# pH problem



## sunkeeper (Jan 22, 2015)

Hello everyone!

I ve recently [1month finished my tank and installed plants and fish] and I ve got a pH problem...the pH of the tank is ranging between 8.0 and 9.0.I see ranging because i cant figure exactly the color..it s 8.5 for sure i think but let s say it like this.
my tank is 126 L big..it has some anubias some bacopa some ludwiglia..weeping moss.some coconuts [boiled cleaned and so on].a wood piece from a petshop ..it s not mopan and it s not driftwood..i don t knwo exactly how it was called.substrate is from pet shop also.
i have several fishes..all small..neons 2 hoplo zebra few guppies a beta cories kuhli loaches a platydoras some snails.They are all fine no1 is dieing at all.

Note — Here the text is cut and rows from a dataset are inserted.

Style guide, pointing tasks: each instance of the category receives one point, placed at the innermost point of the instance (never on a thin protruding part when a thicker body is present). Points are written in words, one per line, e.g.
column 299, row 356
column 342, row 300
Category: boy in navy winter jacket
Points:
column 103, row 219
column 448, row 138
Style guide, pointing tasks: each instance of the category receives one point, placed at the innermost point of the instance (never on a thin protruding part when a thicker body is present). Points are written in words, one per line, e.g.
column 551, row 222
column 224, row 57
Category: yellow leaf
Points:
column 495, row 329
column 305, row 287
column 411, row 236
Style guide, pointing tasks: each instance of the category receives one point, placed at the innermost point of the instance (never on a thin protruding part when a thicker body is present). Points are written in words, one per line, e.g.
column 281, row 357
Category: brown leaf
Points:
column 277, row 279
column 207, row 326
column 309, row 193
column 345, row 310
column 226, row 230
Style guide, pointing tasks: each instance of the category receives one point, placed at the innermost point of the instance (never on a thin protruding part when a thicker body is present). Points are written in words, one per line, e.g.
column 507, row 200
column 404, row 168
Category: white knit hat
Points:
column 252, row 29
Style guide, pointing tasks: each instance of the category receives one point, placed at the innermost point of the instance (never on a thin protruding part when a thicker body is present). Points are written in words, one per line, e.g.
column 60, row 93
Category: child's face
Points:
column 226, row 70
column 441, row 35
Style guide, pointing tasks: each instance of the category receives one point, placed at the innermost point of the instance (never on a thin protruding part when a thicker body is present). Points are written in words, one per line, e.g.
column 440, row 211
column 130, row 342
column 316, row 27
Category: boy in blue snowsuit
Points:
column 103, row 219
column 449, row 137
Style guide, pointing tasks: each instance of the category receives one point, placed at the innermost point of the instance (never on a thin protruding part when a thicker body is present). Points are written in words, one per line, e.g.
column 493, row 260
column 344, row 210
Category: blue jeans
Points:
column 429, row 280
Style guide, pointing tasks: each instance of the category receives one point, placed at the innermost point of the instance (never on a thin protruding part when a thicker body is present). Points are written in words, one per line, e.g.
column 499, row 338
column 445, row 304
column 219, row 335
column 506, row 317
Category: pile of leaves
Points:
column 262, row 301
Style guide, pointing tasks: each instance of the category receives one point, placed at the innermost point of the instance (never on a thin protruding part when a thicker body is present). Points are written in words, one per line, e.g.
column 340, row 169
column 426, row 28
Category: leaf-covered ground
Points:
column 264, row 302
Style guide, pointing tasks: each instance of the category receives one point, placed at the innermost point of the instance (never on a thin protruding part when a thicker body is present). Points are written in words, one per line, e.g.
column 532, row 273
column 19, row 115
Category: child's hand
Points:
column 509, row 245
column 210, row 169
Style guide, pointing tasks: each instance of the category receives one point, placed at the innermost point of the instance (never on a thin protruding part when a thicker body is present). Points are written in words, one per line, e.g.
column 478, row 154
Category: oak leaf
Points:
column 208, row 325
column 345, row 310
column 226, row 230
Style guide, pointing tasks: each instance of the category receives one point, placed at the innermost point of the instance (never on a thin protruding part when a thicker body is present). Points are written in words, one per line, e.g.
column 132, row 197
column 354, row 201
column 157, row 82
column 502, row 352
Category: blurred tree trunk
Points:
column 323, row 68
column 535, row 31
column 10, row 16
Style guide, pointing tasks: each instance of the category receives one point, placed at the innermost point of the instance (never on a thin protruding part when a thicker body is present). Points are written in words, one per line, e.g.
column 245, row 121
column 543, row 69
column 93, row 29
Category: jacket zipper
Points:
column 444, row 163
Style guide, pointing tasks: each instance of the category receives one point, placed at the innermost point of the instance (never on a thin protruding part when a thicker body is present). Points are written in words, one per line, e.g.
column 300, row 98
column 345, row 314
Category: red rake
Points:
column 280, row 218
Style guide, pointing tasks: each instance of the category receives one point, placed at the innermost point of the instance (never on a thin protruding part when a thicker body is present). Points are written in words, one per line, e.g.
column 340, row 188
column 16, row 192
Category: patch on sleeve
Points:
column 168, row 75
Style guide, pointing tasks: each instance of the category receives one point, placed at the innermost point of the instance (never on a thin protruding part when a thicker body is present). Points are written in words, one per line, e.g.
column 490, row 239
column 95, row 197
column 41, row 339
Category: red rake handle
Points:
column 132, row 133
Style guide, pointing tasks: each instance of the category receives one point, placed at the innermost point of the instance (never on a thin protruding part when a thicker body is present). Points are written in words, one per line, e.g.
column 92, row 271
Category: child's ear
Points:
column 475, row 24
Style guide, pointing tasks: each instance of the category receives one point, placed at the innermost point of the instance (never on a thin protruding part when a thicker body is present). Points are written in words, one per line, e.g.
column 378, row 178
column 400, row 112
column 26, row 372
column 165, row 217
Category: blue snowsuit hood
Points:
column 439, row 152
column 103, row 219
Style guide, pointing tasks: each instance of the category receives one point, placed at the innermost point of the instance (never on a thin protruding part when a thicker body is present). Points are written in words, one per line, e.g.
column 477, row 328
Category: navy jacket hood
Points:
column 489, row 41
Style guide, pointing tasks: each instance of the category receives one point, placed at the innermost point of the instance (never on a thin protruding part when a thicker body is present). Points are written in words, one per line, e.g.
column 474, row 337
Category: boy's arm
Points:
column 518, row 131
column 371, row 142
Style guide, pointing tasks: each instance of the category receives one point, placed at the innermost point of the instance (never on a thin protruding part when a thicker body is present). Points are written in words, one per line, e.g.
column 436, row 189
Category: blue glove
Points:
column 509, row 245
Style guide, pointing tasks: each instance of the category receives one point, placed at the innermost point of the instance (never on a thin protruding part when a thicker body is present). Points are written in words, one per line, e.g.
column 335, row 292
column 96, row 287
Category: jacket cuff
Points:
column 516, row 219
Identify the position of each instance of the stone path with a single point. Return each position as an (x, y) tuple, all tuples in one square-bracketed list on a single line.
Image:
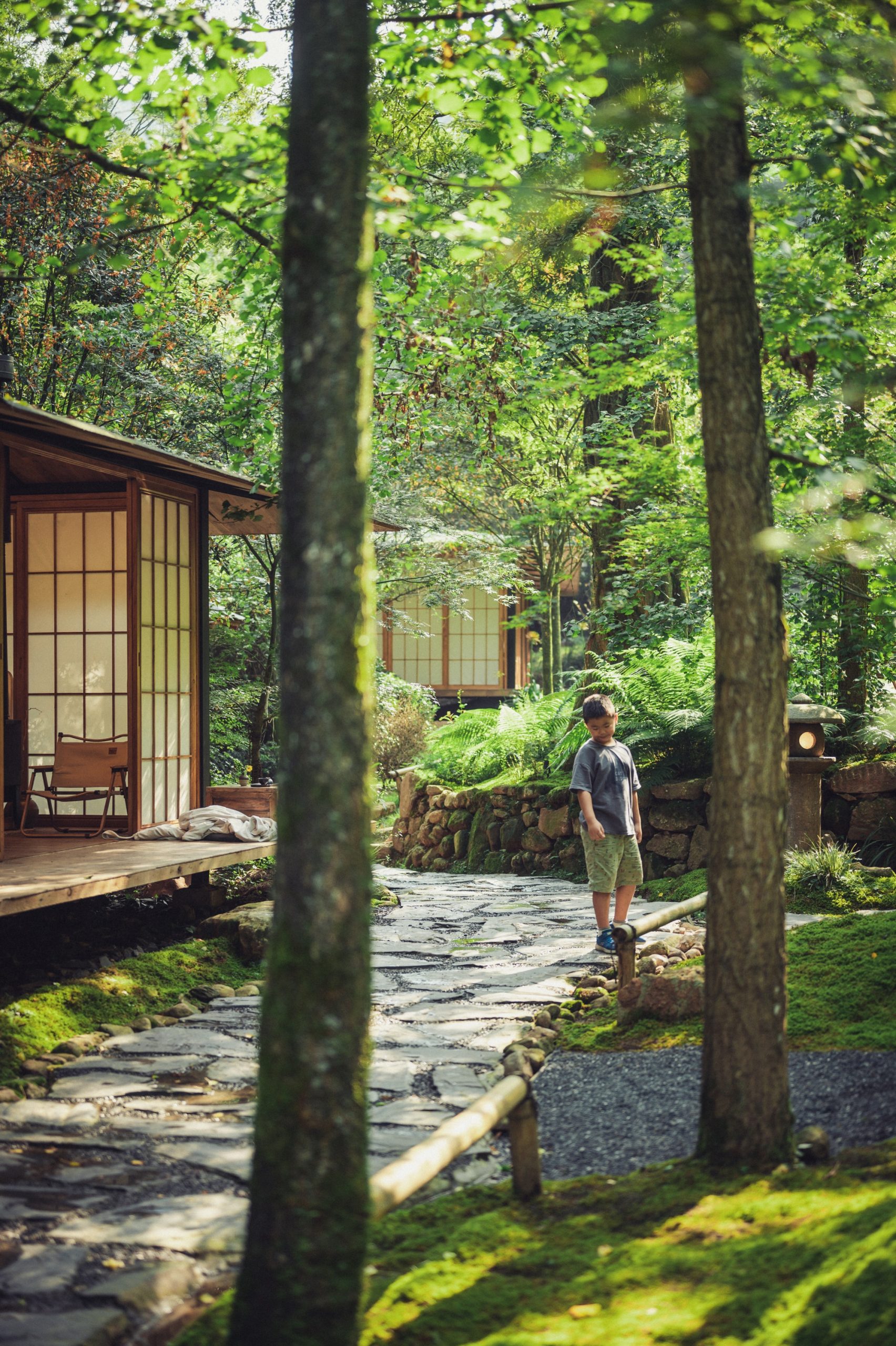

Also i ve tested the water form the sink which i put in the aquarium and it s the same ph value as the one in the aquarium.[i use dechlorinator]

What to do...
oh I got a filter jbl crystalprofi e701 also


----------



## Marshall (Jul 8, 2013)

if the fish are doing well, then why do anything?

I don't see a problem here


----------



## sunkeeper (Jan 22, 2015)

I was thinking that but then I ve read that they should stay in a certain pH level...What might high ph values as mine cause them ?
and another quiestion..do you think that when the platydoras gets big he ll eat my kuhlis and neons?


----------